Hi, I’m currently using a 2d render target in my game for an active mini map but it’s a ridiculous performance hog.
Are there any quick and easy ways to optimize it?
I tried shrinking it to a very small size which didn’t seem to help much
I tried changing the max draw distance
I tried setting it up to not render every frame but that only resulted in it constantly flickering on for only a split second.
(I attempted to count event receive draw Hud updates and after a certain number called the draw texture.) <-definitely doesn’t work that way
Is there a way to set it up so it’s not updating every frame?
Any other advice is appreciated!
You can take the scene capture actor and turn off capture every frame and build a Blueprint which forces a recapture of the scene at a specific delta seconds timeframe, so not on Tick but on a set Timer.
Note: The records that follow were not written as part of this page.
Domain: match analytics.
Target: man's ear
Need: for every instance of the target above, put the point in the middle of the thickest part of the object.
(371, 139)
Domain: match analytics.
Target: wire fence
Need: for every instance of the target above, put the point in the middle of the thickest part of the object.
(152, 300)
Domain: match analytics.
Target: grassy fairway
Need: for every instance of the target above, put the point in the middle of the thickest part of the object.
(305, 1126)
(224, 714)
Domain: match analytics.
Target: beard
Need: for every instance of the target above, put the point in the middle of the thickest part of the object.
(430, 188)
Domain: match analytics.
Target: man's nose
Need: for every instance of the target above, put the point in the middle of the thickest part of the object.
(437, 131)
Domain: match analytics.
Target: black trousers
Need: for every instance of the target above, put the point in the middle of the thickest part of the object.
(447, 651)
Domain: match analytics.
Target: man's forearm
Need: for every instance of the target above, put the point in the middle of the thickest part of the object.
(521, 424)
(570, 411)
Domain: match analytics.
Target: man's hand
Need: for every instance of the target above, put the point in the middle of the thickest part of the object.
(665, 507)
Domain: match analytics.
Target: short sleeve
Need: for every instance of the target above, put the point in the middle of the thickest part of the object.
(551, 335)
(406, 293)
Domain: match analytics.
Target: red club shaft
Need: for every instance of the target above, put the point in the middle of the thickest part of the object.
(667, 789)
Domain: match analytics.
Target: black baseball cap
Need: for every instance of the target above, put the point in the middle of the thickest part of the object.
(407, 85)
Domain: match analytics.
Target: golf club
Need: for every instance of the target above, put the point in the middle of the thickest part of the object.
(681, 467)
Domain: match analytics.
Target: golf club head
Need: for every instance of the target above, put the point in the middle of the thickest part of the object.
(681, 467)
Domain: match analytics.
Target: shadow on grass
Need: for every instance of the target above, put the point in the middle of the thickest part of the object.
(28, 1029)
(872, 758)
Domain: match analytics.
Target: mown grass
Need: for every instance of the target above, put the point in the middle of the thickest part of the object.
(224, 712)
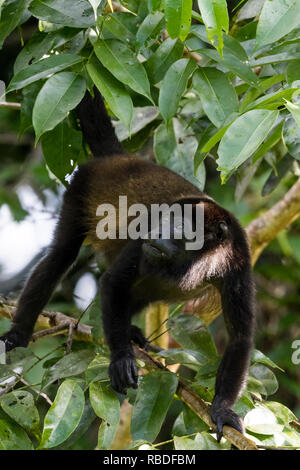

Hi Eric, would you be willing to elaborate a little bit for me?
I tried setting up a timer delegate (looping) to call an event connected to the draw texture command for the render target, but any time I pull the “draw texture” away from “Event Receive Draw Hud” it won’t draw at all (it gives a warning about it too on run.)
Is there a way to interject a timer into something called off of Event Receive Draw Hud? Or am I approaching this the wrong way entirely?
additionally, if I approach it from the capture blueprint, is there an action for “capture now” or something like that?.. I can’t seem to find anything like this.
This way my Event Receive Draw Hud will always call the draw, and the timer will be inside the blueprint with the scene capture component.
Sorry for the delay, Here is the breakdown: We are actually going to be “cheating” by slightly (infinitesimally) moving the camera on an event which will cause it to re-render the scene.
In the components,ensure that the Capture every frame is turned off:
You can also disable features you see in the render target. For example you may not need details like volumetric fog, reflections and dynamic shadows.
These features can be disabled in the scene scapture.